きっと、銀嶺お爺様も、蒼純お爺様も、父上も。
皆がそんな清家に助けられてきたのだ。
『・・・うん。そうだね。ありがとう、清家。』
青藍は眉を下げて情けなく笑う。


「いえ。出過ぎたことを申し上げました。」
清家はそう言って軽く頭を下げる。
『いいんだ。・・・でも、どうにか深冬を守る方法を考えないとね。』
「そう言うことでしたら、効果覿面な方法が一つございますが。」
『何?』


「深冬様を、青藍様の婚約者にされればよろしいかと。」
『・・・・・・え?』
清家の言葉に、青藍は固まる。
清家はそれを面白そうに見た。
『・・・ごめん、清家。もう一度言ってもらえるかな。』
青藍は一度軽く頭を振ってから聞きなおす。


「ですから、深冬様を青藍様の婚約者になさればよろしいのです。」
清家はそう言って微笑む。
『それ、は・・・色々と、問題な気が・・・。』
青藍は狼狽えたように言う。


「そうでございましょうか?養子とはいえ、深冬様のお父上は霊王宮に仕えるお方。お母上は流魂街の方ではありますが、お育ちは上流貴族の加賀美家にございます。さらには、青藍様も深冬様もお互い大切に思い合っているご様子。白哉様はもちろん、咲夜様や朽木家の家臣団も反対はせぬでしょう。何か問題がございましょうか?」
清家は楽しげに言う。


『だって、深冬は、まだ、小さいんだよ?年だってそれなりに離れているし・・・。』
青藍は困ったように、おろおろという。
「すぐにご結婚なさる必要はございません。結婚は深冬様が大きくおなりになられてからでよろしゅうございましょう。年齢など、大きくなられてしまえば関係ありません。青藍様と深冬様の年の差など、白哉様と咲夜様との年の差に比べれば、些細なものでございます。」


はっきりと、微笑みながらいう清家に青藍は狼狽える。
確かに清家の言う通りではある。
でも・・・深冬が僕の婚約者になる・・・というのは?
そうなれば、簡単に深冬に手を出そうなどという者は出てこないだろう。
深冬に手を出せば、朽木家が敵に回る、ということなのだから。
でもそれは、僕が良くても、深冬が嫌なのではないだろうか・・・?


そこまで考えて、青藍はあることに気が付く。
・・・僕、それを嫌だとは思っていないんだ。
今までどんなに美しい姫から見合い話が来ても、どんなに朽木家にとって利益になるお見合い話でも、嫌だったのに。
今までそのことに関して、一度だってそれでもいいや、と投げやりになることすら、なかったのに。

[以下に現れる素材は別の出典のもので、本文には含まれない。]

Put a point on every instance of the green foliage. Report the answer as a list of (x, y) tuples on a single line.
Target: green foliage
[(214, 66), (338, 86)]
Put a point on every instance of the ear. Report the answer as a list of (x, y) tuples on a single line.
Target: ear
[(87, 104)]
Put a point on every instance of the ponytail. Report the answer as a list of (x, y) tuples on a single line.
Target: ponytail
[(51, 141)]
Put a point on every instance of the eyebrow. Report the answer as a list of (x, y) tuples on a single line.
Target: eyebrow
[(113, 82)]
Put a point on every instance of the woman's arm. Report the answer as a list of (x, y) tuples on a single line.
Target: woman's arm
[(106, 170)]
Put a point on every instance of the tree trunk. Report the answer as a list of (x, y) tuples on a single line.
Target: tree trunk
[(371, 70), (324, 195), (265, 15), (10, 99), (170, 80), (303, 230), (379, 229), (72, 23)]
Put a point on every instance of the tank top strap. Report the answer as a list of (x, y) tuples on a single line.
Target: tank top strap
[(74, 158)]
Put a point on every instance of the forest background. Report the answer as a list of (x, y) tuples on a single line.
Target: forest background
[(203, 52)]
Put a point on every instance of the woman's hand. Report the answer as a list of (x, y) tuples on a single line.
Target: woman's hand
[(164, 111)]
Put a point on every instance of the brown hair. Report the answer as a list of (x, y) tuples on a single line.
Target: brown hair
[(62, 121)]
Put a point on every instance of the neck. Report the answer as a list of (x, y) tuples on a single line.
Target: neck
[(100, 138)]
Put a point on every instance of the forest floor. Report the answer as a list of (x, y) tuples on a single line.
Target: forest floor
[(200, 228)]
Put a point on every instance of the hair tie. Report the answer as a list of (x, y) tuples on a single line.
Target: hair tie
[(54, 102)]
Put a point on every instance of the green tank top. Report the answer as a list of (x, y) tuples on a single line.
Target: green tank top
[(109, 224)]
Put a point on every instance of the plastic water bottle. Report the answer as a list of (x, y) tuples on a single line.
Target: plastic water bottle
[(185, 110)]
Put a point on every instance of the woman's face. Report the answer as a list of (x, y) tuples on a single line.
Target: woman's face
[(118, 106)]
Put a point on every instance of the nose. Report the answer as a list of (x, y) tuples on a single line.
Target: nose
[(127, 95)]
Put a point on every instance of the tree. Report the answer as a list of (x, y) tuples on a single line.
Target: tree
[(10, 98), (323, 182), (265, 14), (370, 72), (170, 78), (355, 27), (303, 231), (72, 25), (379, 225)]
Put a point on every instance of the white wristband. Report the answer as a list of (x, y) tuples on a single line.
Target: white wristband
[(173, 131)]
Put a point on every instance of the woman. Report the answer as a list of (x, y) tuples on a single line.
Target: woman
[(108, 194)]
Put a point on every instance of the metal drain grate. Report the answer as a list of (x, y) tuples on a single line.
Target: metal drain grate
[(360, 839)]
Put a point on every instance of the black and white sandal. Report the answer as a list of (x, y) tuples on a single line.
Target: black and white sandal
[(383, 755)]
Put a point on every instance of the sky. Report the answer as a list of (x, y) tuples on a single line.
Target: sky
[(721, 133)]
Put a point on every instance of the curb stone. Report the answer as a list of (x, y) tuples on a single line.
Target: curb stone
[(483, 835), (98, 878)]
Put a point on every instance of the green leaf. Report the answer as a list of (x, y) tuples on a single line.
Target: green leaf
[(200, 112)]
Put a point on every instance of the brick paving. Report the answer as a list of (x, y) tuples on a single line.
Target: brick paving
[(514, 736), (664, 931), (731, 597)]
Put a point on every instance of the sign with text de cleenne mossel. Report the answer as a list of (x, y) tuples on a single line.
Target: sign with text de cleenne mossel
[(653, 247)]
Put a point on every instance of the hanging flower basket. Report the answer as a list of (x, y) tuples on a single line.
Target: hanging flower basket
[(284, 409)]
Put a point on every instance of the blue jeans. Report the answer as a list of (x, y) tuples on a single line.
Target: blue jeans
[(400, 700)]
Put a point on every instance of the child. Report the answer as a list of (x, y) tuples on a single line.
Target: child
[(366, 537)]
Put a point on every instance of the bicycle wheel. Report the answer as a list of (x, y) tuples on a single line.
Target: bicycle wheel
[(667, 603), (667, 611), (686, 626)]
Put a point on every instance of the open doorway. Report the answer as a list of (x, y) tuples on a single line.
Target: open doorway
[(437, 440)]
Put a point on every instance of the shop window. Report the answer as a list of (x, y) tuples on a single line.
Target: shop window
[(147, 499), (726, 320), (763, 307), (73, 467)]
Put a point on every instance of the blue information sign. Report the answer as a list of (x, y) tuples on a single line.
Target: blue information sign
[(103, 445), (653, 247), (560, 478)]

トラウマがあるという理由もあるけれど、父上と母上のような夫婦が僕の理想だから。
いや、トラウマがあるからこそ、父上たちが理想で、そのことに関してだけは妥協するつもりはなかった。
誰に何を言われようとも。
でも、それって、それじゃあ、僕は・・・。


そこまで考えたとき、ある言葉が思い出される。
本当に欲しいものが見つかった時には、迷わず手を伸ばすのだぞ。
好いた者が出来たのならば、手を伸ばしていいのだぞ。
いつか、そんな言葉を両親が言っていた・・・。